2014, Sam Esmail (Mr Robot) -- Netflix
It doesn't happen very often these days, but while watching Mr. Robot I couldn't help but wonder what else Esmail had done. Well, only this. I always wonder how someone can come onto the scene with such acclaim but only really have one property under his name. Then again, it might just be that blog writers, who cannot hope to always be dialed-in, are afraid of missing out on being aware of someone, so when hit with a mystery, will just pretend they know who he is.
So, yes, from acclaimed writer & director, Sam Esmail, comes his first writing & directing deal -- a quirky, otherworldly, incredibly talky film about two lovers who are connected no matter which universe we peek into. There isn't a story here, there is just a relationship, shown in a totality of 6 years. We see it out of order, in flashbacks, in flash-forwards, in views into What Could Have Been and views into What Never Was.
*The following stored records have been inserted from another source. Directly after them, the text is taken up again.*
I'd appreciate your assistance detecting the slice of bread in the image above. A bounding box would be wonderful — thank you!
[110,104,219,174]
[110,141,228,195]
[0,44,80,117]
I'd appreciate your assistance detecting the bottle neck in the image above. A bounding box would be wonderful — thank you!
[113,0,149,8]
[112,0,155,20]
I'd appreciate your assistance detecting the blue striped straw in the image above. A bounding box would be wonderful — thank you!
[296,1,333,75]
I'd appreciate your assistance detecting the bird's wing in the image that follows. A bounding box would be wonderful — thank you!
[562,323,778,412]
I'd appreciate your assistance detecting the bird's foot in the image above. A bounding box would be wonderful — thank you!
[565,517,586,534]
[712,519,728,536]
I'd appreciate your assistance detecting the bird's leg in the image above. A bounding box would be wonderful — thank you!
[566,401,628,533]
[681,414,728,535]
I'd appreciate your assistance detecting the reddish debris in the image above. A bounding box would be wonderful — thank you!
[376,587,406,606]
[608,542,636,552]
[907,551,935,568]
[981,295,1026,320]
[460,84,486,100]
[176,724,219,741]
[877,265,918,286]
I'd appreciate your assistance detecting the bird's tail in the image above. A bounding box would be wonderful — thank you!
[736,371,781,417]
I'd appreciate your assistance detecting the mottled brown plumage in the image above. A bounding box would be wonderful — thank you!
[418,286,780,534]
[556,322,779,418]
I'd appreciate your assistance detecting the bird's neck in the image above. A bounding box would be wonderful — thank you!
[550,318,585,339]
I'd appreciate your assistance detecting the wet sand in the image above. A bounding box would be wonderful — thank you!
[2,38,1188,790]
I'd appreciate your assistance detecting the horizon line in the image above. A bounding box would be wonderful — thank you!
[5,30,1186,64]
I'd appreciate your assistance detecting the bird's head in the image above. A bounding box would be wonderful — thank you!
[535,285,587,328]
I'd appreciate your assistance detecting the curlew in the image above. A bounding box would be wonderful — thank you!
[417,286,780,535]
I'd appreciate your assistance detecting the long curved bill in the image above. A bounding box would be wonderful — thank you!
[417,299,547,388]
I love this movie, because I love a movie that demands our attention. No, not the catch phrase (because we know most of my writing is about catch phrases) but the actual desire to pull our attention away from our phones even when we are sitting on the sofa. The dialogue, the actual topics these two very intelligent (if somewhat shallow) people discuss requires focus. And the conversations, as extensions of their personality, change depending on which reality we peek into. What is the point of all this otherworldly voyeurism? At the heart of the story (see) it's how Dell (Justin Long) sees him always have been meant to be love with Kimberly (Emmy Rossum) and seems to have vague memories of things that never happened.